There was a time when Gor Mahia did not need ninety minutes to win a football match. The moment the fixture list came out and teams saw K’Ogalo’s name, the damage was already half done.
Those days are gone.
The goalless draw against Shabana at Gusii Stadium was not an accident, nor was it an off day. It was a mirror held up to a club that has slowly drifted away from the principles that once made it great. Gor Mahia did not dominate, did not intimidate and did not look like a team chasing a title. They looked ordinary.
And that should worry everyone who cares about Kenyan football.
For all the noise that surrounds Gor Mahia, the massive following, the history, the talk of “giants”, the reality on the pitch tells a different story. This is a team that struggles to impose itself, that labours in possession and that too often relies on moments rather than method.

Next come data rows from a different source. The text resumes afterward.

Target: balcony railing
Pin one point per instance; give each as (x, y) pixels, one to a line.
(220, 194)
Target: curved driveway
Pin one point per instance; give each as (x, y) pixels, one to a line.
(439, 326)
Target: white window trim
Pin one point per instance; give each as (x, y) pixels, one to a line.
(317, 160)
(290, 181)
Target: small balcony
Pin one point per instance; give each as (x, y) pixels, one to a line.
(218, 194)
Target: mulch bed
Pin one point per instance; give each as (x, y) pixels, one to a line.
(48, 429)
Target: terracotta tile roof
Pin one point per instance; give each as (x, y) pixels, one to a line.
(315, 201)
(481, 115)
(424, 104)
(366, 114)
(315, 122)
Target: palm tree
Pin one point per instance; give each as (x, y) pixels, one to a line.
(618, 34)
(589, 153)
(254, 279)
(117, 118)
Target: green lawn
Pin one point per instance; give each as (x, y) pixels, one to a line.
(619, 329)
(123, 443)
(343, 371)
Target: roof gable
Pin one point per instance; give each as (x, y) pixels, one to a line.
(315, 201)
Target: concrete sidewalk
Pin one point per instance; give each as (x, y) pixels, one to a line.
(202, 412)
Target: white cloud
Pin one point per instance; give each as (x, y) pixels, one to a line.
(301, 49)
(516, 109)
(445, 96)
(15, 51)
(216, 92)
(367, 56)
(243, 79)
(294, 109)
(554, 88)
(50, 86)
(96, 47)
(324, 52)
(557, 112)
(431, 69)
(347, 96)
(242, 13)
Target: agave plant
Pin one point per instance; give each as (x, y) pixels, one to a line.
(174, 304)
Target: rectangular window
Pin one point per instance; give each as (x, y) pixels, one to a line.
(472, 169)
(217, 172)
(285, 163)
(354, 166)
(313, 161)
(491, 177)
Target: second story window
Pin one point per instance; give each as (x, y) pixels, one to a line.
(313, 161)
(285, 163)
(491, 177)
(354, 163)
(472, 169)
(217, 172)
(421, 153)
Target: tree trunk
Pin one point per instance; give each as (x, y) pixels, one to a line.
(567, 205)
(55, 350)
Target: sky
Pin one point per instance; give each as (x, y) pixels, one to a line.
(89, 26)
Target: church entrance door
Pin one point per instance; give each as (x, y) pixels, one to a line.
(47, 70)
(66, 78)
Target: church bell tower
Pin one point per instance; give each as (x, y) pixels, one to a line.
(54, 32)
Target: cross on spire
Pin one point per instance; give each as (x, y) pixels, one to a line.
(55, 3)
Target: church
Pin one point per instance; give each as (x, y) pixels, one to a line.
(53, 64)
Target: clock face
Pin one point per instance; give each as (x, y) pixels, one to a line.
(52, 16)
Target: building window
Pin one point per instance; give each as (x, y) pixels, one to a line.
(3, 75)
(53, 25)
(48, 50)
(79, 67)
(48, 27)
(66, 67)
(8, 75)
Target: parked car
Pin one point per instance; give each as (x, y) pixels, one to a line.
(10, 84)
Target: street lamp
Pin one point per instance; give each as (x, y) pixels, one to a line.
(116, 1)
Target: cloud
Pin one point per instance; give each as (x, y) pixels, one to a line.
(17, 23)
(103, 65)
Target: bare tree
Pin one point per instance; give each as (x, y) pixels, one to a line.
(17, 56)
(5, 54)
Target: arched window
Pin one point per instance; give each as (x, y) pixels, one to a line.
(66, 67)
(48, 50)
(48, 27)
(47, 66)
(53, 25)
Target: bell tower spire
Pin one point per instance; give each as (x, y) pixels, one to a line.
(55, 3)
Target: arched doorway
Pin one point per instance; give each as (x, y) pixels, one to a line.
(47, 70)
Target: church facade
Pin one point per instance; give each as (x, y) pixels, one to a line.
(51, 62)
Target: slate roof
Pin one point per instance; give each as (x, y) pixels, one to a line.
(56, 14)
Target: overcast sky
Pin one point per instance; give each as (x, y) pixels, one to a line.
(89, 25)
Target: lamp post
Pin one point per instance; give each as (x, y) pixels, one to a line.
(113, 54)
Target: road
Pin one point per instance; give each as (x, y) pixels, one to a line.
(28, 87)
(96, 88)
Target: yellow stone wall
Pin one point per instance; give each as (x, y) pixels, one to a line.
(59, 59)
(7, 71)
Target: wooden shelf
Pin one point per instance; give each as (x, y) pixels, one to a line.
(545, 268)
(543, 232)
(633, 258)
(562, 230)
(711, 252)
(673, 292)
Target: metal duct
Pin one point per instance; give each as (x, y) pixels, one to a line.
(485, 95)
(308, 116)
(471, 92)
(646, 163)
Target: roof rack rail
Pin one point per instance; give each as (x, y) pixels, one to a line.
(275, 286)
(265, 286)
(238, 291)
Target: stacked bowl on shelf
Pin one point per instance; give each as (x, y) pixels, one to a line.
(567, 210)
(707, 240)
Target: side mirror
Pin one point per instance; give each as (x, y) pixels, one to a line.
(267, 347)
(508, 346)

The problems start off the pitch. Gor Mahia have become far too comfortable with instability. Leadership wrangles, caretaker arrangements and endless power struggles have turned chaos into routine. Football clubs are not run on slogans and history; they are run on planning, discipline and clarity of purpose.
Recruitment has been equally uninspiring. Gor Mahia used to sign players who raised the level of the league. Today, they sign players who merely fill the squad. There is no clear footballing identity, no sense of what kind of team Gor Mahia want to be. Are they a pressing side? A possession team? A counter-attacking outfit? Watching them week in, week out, it is hard to tell.
On the technical side, the revolving door of coaches has robbed the team of continuity. Every new coach arrives promising change, but without time or stability, the result is always the same, short-term patches and long-term decline. Players look unsure, systems look half-baked and matches drift away.
Perhaps most damaging is the loss of fear. Opponents now come to Gor Mahia believing they can get something, and more often than not, they do. When smaller clubs walk onto the pitch with confidence rather than caution, something fundamental has shifted.
This is not to say Gor Mahia are finished. Far from it. They remain a powerful brand with unmatched support. But belief alone does not win titles. Sentiment does not score goals.
If Gor Mahia are serious about reclaiming their place at the top, hard decisions must be made. Governance must be cleaned up. Recruitment must be smarter. Coaches must be backed — or not hired at all. Above all, the club must rediscover its footballing identity.
Because in modern Kenyan football, history is respected, but it is not feared.